El silencio dominaba sobre el rumor de las olas y el susurro de las estrellas, hasta que Van Rijn se sacudió en un estilo animal, y dijo:
—Salisteis al espacio y me llamasteis hoy cuando yo estaba disponible.
—¿Qué otra cosa podíamos hacer? —gimió Adzel—. David puede estar bajo control psíquico. Chee y yo lo sospechamos; pero no tenemos pruebas. Para alguien que no lo conozca personalmente, el peso de la credibilidad está fuertemente del lado opuesto, de forma tal que yo mismo no puedo llegar a ninguna conclusión firme sobre lo que en realidad ha sucedido. Hay algo más que la sólida reputación de Serendipity. Se trata del pacto. Los miembros de la Liga no secuestran ni drogan a los agentes de los competidores. ¡Ni una vez lo han hecho!
—Pedimos a la policía lunar una orden de registro —dijo Chee, torciendo su cola para señalar al wodenita—. Tin Pan Buddha —insistió—. Literalmente, se rieron de nosotros. No podemos proponer una acción de la Liga —primero ataca y después vendrá la ley—. Nosotros no podemos. No estamos en el Consejo; pero usted sí.
—Yo puedo proponerlo —dijo Van Rijn cautelosamente—. Después de un mes de forcejeos la votación dirá no. Ellos tampoco creerán que SI haga algo así por una razón puramente comercial.
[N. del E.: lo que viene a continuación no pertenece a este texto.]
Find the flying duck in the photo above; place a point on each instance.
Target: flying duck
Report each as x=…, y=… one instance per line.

—De todas formas, dudo de que dispongamos de un mes. Piense —dijo Chee—. Supongamos que Dave ha sufrido un lavado de cerebro. Lo habrán hecho para impedirle que le informe de lo que se haya enterado en esa maldita máquina. Le sacarán toda la información y consejo posibles. Yo lo haría. Pero él es una prueba contra ellos. Cualquier médico podría diagnosticar su estado y curarle. Así que tan pronto como sea posible —o necesario— se desharán de las pruebas. Quizá lo envíen fuera en una nave con su nueva prometida para controlarle. Quizá lo maten y desintegren el cuerpo. No veo que Adzel y yo tuviésemos otra alternativa que investigar como lo hicimos. Sin embargo, nuestras investigaciones probablemente serán la causa de que SI acelere cualquier plan que tenga programado para el capitán Falkayn.
Van Rijn estuvo fumando durante todo un minuto.
—Vuestra nave está equipada con armas contra osos, elefantes y morsas. Podríais quizá abriros camino allí dentro y rescatarle.
—Quizá —dijo Adzel—. Las defensas no son conocidas. Sería un acto de piratería.
—A menos que estuviese prisionero. En cuyo caso, podríamos preparar al curry, piel chamuscada después. Apuesto a que sabe horriblemente. Pero os convertiríais en héroes.
—¿Qué pasa si está allí voluntariamente?
—Os convertiríais en calabazas.
—Si atacamos ponemos en peligro su vida —dijo Adzel—. Si no está prisionero, es bastante probable que destruyamos varias vidas inocentes. Nos preocupa menos nuestra situación legal que nuestro camarada. Pero aunque nuestro cariño hacia él sea muy grande, pertenece a otra civilización, otra especie, sí, una evolución totalmente diferente a la nuestra. No sabemos decir si está normal cuando nos llamó. Actuaba en una forma extraña, eso es verdad. Pero ¿podría eso ser debido a la emoción llamada amor, acompañada quizá por un sentimiento de culpabilidad por romper su contrato? Usted es humano, nosotros no. Apelamos a su juicio.
—Y me metéis —viejo, cansado, molesto, pesaroso, que no quiero otra cosa que paz y un pequeño, pequeñísimo, beneficio—, me mezcláis justo en todo el jaleo —protestó Van Rijn.
Adzel le miró fijamente.
—Sí, señor. Si nos da permiso para atacar, se expone usted, y todo lo que posee, para ayudar a un hombre que es posible que ni siquiera necesite ayuda. Lo comprendemos.
Van Rijn chupó su puro hasta que la punta parecía un volcán. Lo tiró a un lado.
—De acuerdo —gruñó—. El jefe que no ayuda a su gente es un piojoso. Planearemos un raid, ¿de acuerdo?
Se bebió la cerveza que le quedaba y tiró el jarro.
—¡Maldita sea —aulló—, me gustaría ir también!